Sorry, this seems a bit absurd. The code is already absurdly complicated
as is. I don't want to go against the current and add more unjustified
nonsense instead of taking a step back, which I should have done earlier.
I thought this transactional API was supposed to help. Though I scanned
the kernel tree a bit and I fail to understand whom it helps exactly.
What I see is that the whole 'transaction' spans only the length of the
switchdev_port_attr_set_now function.

Am I right to say that there is no in-kernel code that depends upon the
switchdev transaction model right now, as it's completely hidden away
from callers? As in, we could just squash the two switchdev_port_attr_notify
calls into one and nothing would functionally change for the callers of
switchdev_port_attr_set?
Why don't we do just that? I might be completely blind, but I am getting
the feeling that this idea has not aged very well.
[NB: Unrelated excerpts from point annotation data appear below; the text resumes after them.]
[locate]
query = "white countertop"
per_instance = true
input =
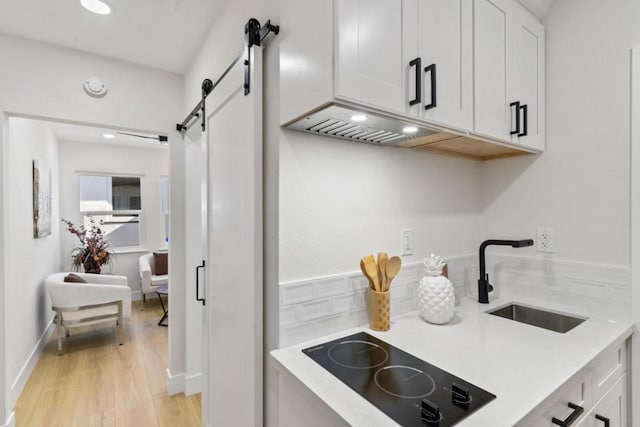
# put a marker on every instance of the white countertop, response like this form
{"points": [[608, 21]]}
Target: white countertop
{"points": [[521, 364]]}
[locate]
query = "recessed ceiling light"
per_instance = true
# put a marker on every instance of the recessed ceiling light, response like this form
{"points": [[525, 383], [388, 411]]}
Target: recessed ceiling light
{"points": [[96, 6]]}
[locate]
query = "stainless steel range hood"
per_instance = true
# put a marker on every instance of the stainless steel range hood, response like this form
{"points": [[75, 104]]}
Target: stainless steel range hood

Florian, has anything happened in the meantime since this commit of yours?

commit 91cf8eceffc131d41f098351e1b290bdaab45ea7
Author: Florian Fainelli <f.fainelli@gmail.com>
Date:   Wed Feb 27 16:29:16 2019 -0800

    switchdev: Remove unused transaction item queue

    There are no more in tree users of the
    switchdev_trans_item_{dequeue,enqueue} or switchdev_trans_item structure
    in the kernel since commit 00fc0c51e35b ("rocker: Change world_ops API
    and implementation to be switchdev independant").

    Remove this unused code and update the documentation accordingly since.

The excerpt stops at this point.